One family noticed changes that hinted at age-related health concerns in their mother, and asked her doctor for an assessment. He reassured them that she was in good health – he, in fact, chided them for not letting her embrace aging with strength and dignity. From his perspective, they were limiting her, assuming that her growing older would naturally diminish her vitality and enthusiasm for life.
This wise, commanding and fiercely independent woman was most of her adult life a single parent. A larger-than-life personality who rarely spared the rod in shaping her children into strong, disciplined, responsible human beings, she had, over the years, provided, protected, role modeled and, in her children’s words, become a “black Margaret Thatcher”. So, when she began forgetting names, misplacing items, accusing people of theft, the family was caught off guard. And the initial incidents were far apart, seemingly fitting into ‘normal’ occurrences.
What the family did not know what was that what began as confusion would soon spiral into a crisis.

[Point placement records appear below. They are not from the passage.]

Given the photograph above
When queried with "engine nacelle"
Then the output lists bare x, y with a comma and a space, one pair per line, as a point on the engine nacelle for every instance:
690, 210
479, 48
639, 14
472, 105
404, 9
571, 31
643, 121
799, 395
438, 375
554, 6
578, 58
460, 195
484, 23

In another family’s story, the mother, who had to move in with her daughter’s family, soon had vivid, distressing accounts of physical abuse and emotional mistreatment. These accusations, insistent and believable, lingered, casting shadows and straining sibling ties. It wasn’t until these repeated accusations were made about once unsuspecting family members that the truth began to surface. The family realized that the mother’s accounts, while detailed and vivid, were not grounded in reality, leading to a devastating medical diagnosis.

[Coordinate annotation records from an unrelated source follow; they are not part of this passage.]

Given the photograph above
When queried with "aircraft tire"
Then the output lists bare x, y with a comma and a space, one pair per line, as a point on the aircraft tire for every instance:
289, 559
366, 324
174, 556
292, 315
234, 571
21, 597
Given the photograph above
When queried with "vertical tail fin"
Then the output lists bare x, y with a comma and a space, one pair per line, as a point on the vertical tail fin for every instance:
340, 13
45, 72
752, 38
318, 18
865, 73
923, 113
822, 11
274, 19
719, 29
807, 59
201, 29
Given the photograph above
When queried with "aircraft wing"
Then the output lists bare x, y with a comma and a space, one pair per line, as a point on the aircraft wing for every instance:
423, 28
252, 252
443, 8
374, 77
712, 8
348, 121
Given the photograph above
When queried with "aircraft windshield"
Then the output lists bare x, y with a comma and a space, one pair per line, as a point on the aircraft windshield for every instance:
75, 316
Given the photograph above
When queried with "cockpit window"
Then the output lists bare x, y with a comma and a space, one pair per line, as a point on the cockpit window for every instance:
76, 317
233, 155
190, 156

Studies show that Alzheimer’s disease and related dementias are increasingly prevalent in Uganda, particularly among older people aged 70 and above. With life expectancy and non-communicable diseases like diabetes and hypertension rising, the risk factors for dementia are multiplying, yet awareness remains low.
Many families attribute early symptoms to stress, aging or spiritual affliction. By the time a diagnosis is made – if at all – the condition may have progressed, leaving families scrambling to understand what is happening and how to respond.
It is evident that dementia doesn’t arrive with a banner. It creeps in quietly with symptoms like repeating questions or stories, getting lost in familiar places, struggling with basic tasks, and sudden mood changes or paranoia. In another family, a mother constantly accused those around her of stealing money.
The family members, unaware of her condition, argued bitterly. But at times, money was discovered in strange places: under the mattress or the sofa cushions. None considered dementia, and in many cases, this lack of awareness fractures the family. Accusations fly; trust is eroded, critical interventions are compromised and the person at the center becomes increasingly vulnerable.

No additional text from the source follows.